Il y a, sur ma table de nuit, un roman de six cents pages entamé en avril. Je le regarde tous les soirs avec une tendresse coupable, et tous les soirs je choisis mon téléphone, parce que six cents pages exigent une énergie que je n'ai plus à vingt-deux heures trente. Ce n'est pas que nous ayons cessé d'aimer lire. C'est que nous avons cessé de croire que nous pourrions finir. Et rien ne décourage autant qu'un livre qu'on n'achève jamais.
La stratégie du texte qui se termine
Le remède est presque bête : recommencer par des livres courts. Pas des livres faciles, pas des livres au rabais — des textes brefs, denses, qu'on peut lire en une soirée ou en trois trajets de métro, et surtout qu'on peut refermer en se disant je l'ai fini. Cette petite victoire relance la machine mieux que n'importe quelle bonne résolution de rentrée. Après deux ou trois textes courts, le gros roman d'avril redevient tout à coup abordable.

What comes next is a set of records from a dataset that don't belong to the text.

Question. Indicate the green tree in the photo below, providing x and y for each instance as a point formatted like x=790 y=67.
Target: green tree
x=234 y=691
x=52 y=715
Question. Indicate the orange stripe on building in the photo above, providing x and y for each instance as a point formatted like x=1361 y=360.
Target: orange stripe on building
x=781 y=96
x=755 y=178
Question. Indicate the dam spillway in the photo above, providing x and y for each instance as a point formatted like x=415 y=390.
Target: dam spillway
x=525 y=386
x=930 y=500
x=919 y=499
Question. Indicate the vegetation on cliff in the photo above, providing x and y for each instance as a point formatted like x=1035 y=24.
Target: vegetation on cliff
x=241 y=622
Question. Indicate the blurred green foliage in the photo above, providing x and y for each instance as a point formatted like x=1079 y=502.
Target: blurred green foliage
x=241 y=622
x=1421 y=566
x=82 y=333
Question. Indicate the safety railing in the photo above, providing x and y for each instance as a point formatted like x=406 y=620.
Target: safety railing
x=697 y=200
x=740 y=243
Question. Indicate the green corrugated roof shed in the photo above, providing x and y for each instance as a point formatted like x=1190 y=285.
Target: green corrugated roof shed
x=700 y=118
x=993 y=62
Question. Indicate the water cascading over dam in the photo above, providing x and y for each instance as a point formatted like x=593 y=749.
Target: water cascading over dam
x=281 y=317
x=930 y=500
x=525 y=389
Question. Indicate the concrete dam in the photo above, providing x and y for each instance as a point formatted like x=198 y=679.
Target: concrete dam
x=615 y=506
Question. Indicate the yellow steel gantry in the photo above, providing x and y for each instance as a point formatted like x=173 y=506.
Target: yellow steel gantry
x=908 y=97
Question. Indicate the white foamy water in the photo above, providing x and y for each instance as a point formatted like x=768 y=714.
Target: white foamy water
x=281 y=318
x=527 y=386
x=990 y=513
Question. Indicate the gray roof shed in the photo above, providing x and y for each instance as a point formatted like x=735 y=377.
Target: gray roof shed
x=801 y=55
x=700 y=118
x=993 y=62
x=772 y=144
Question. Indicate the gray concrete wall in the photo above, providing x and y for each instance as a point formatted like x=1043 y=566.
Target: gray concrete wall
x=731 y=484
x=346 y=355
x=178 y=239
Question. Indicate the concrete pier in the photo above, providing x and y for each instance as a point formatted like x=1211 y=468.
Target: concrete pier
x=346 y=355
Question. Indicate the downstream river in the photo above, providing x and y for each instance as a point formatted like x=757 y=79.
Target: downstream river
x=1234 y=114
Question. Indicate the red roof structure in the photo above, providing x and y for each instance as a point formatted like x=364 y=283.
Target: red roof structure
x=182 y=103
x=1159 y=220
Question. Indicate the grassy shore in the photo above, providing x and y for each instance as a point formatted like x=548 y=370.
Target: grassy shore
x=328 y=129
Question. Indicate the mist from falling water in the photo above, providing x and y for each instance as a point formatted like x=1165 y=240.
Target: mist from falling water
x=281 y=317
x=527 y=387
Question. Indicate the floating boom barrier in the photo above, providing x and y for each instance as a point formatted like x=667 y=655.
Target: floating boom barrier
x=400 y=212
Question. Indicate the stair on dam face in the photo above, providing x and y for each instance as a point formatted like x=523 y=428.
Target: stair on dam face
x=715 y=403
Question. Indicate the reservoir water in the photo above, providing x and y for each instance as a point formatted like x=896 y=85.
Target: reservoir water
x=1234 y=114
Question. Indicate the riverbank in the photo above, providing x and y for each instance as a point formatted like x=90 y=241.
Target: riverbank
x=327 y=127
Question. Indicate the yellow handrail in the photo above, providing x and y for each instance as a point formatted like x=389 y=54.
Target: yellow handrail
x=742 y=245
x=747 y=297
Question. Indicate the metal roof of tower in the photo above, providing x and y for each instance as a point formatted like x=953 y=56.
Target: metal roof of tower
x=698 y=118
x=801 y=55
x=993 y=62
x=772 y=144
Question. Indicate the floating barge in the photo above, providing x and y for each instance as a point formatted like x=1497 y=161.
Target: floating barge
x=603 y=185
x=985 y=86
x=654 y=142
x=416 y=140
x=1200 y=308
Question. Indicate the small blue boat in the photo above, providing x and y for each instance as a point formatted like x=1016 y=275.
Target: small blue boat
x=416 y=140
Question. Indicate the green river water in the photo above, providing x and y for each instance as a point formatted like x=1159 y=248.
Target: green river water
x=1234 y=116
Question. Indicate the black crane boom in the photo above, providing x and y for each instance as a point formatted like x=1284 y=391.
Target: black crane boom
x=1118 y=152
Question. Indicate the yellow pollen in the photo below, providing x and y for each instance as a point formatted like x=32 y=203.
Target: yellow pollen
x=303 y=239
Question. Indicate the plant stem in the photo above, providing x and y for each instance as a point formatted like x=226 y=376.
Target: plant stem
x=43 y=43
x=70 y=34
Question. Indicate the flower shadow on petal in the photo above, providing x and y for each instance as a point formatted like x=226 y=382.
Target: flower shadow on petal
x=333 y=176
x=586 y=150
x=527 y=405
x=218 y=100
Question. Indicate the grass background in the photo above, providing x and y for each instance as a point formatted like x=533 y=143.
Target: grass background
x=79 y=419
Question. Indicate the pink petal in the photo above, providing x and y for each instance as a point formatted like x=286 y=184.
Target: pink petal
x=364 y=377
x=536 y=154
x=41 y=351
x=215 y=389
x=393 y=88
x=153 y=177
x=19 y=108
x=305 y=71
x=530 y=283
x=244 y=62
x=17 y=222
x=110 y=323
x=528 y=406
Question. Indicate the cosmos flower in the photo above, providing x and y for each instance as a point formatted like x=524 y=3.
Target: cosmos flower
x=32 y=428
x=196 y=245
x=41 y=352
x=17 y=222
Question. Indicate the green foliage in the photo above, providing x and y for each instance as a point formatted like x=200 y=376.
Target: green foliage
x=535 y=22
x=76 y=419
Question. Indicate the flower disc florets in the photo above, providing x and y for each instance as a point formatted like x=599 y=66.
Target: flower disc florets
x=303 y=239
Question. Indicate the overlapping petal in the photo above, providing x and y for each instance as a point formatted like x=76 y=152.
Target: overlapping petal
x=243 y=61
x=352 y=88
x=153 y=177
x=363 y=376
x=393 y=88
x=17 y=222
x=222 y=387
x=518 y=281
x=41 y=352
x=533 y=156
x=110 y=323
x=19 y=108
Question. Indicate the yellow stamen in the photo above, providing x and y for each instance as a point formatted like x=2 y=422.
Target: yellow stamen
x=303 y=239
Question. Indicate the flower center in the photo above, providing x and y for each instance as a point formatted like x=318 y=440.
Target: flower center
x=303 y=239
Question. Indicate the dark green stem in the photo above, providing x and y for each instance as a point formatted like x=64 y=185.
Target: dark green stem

Autre avantage : le format bref supporte la vie réelle. Il se glisse dans un sac, il se lit dans une salle d'attente, il ne demande pas de se souvenir de quarante personnages entre deux sessions.
Trois textes qui tiennent en une soirée
Le Vieil Homme et la Mer, d'Ernest Hemingway, est peut-être le meilleur point de départ qui soit : un pêcheur, un poisson, la mer, et une écriture si dépouillée qu'on avance sans effort. On en ressort avec cette impression étrange d'avoir lu quelque chose de très simple et de très grand à la fois.
L'Étranger, d'Albert Camus, se lit en quelques heures et continue de travailler bien après. Beaucoup l'ont croisé au lycée et gardent le souvenir d'un exercice scolaire ; relu à quarante ans, avec ses propres questions sur la sincérité, la convention sociale et le regard des autres, il devient un tout autre livre.
Bonjour tristesse, de Françoise Sagan, apporte la lumière du Sud, l'insouciance et sa contrepartie amère. C'est un texte bref, écrit très jeune, qui parle admirablement de ce moment où l'on comprend que ses choix ont des conséquences sur les autres. Idéal pour une fin d'été qui s'étire.
Trois lectures à savourer par fragments
La Métamorphose, de Franz Kafka, se lit par morceaux sans rien perdre : chaque scène tient seule. Derrière le récit fantastique, il y a une histoire de famille terriblement concrète — celle d'un être qui ne rapporte plus rien et devient encombrant. On y pense longtemps.
Un cœur simple, de Gustave Flaubert, est une longue nouvelle qui suit la vie d'une servante. C'est court, précis, bouleversant sans jamais élever la voix, et cela réconcilie avec l'idée qu'un classique peut être doux à lire.
Enfin, les Lettres à un jeune poète de Rainer Maria Rilke se picorent : quelques pages suffisent avant de dormir. C'est un livre sur la patience, la solitude et le fait de laisser mûrir les choses — une lecture de septembre par excellence, quand tout le monde autour de vous exige des résolutions immédiates.
Comment lire quand on ouvre son téléphone au bout de trois pages ?
Commencez par vingt minutes, pas plus, minutées, et le téléphone dans une autre pièce — pas retourné sur la table, dans une autre pièce, la différence est spectaculaire. Ancrez ces vingt minutes à un moment déjà existant de la journée plutôt qu'à une bonne intention flottante : le café du matin, le trajet, le bain des enfants. La concentration revient comme un muscle, en une dizaine de jours, à condition de ne pas viser trop grand tout de suite.
Faut-il finir un livre qu'on n'aime pas ?
Non, et c'est probablement la permission la plus utile à s'accorder cette année. Abandonner un texte au bout de cinquante pages n'est pas un échec de lectrice, c'est un tri : le livre n'est peut-être pas mauvais, il n'est simplement pas pour maintenant. Gardez-le, reposez-le sur l'étagère, essayez-en un autre le soir même — l'important est de ne pas laisser un mauvais rendez-vous vous convaincre que vous n'êtes plus capable de lire.